The ROI of UX in healthcare: what better design actually returns
The ROI of UX in healthcare is the measurable financial return a product earns when better design cuts task time, lowers usability-linked errors, and keeps patients and clinicians from walking away. The math is the same as any investment, (gain − investment) / investment × 100, but the inputs are healthcare-specific: clinician hours returned to care, fewer usability-related safety events, higher feature adoption, and patient retention. In one Create Ape engagement, redesigning Abbott's ID NOW field-technician portal returned a measured 9,900% ROI. That is one project's result and not a typical or guaranteed return, but it shows how high the ceiling runs once you put hard numbers on healthcare UX.
Most healthcare UX writing stops short of that number.

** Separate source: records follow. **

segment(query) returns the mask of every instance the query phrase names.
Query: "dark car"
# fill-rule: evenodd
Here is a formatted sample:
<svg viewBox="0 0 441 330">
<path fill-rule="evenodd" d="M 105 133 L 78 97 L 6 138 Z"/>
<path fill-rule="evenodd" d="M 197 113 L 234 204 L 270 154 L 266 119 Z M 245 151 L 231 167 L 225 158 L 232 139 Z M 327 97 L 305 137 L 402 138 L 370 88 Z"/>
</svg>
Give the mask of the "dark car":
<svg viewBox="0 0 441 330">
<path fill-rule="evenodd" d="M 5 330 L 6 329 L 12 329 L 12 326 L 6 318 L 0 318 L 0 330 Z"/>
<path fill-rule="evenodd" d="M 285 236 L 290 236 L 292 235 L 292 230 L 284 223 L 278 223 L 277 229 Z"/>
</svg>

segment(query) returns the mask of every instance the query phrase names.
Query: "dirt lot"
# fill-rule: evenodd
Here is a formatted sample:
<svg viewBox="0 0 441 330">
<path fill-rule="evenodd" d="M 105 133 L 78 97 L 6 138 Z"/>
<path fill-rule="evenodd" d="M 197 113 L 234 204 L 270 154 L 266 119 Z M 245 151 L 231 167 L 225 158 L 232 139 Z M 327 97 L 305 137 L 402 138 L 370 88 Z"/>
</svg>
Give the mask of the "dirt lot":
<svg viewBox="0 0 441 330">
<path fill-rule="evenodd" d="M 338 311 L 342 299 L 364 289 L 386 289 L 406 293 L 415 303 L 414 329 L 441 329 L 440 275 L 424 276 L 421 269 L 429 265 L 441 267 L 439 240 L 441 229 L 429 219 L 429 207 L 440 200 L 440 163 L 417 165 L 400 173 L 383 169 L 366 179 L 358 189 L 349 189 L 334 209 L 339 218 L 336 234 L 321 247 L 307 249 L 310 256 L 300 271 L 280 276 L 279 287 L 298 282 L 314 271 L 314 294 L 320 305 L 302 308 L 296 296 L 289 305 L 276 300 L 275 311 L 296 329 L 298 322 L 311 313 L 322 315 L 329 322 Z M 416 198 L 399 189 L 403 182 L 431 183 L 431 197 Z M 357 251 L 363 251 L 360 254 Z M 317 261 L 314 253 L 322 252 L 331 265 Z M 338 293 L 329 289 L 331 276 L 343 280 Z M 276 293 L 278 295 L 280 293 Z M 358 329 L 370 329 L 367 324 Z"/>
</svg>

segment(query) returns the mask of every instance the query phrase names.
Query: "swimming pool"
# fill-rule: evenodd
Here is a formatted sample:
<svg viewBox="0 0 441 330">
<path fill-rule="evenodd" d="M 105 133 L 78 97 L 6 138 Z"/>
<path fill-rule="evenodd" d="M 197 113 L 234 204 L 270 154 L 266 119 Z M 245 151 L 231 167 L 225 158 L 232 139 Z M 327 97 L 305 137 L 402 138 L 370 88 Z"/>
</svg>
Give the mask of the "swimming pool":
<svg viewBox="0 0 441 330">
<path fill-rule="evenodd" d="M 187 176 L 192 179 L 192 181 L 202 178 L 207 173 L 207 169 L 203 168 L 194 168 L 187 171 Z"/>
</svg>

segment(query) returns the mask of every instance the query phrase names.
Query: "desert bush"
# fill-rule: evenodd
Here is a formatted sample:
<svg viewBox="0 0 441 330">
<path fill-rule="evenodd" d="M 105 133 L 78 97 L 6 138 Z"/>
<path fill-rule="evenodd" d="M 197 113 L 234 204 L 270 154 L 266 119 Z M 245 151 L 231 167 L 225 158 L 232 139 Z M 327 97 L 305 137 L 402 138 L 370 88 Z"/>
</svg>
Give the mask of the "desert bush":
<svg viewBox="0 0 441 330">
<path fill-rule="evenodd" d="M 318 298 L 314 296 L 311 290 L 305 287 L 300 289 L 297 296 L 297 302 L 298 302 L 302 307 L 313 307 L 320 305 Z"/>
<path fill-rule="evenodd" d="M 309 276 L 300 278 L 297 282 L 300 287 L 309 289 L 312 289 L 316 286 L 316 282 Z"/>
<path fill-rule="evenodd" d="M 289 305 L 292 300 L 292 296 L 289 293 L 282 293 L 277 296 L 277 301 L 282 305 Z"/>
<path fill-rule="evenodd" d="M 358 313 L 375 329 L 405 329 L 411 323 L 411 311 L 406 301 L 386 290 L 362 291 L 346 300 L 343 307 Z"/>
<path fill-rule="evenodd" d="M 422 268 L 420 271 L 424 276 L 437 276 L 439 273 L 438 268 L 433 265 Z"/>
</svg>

It tells you good design "saves lives" and "improves the experience," then leaves the cost-benefit blank. This piece does the opposite. Here is a named healthcare example with measured outcomes, a calculation you can run on your own product, and a stance worth stating plainly: in healthcare, consumer-app ROI math understates the return. Friction here burns billable clinician time, pushes patients to switch providers, and raises safety and regulatory risk, so the same usability gain compounds into more value than it would in a consumer app.
What is the ROI of UX design in healthcare?
UX ROI is the return you get from money spent on research, design, and usability work, expressed as a percentage of that spend. In a consumer product, the gain usually shows up as conversions or revenue per user. In healthcare, the gain shows up across four levers that rarely appear on a marketing-site funnel:
- Clinician and staff time. Every minute shaved off a repeated task is time returned to care or throughput. Research on physician time allocation found clinicians spend up to two hours on the EHR and clerical work for every hour of direct patient care (Sinsky et al., Annals of Internal Medicine, 2016, summarized by the AMA), so workflow friction is expensive at scale.
- Avoided error and safety risk. Usability problems in health software are tied to documented safety events, which carry remediation, liability, and regulatory cost.
- Adoption. A feature nobody can find returns nothing, so higher target-feature usage is a direct line from design to value.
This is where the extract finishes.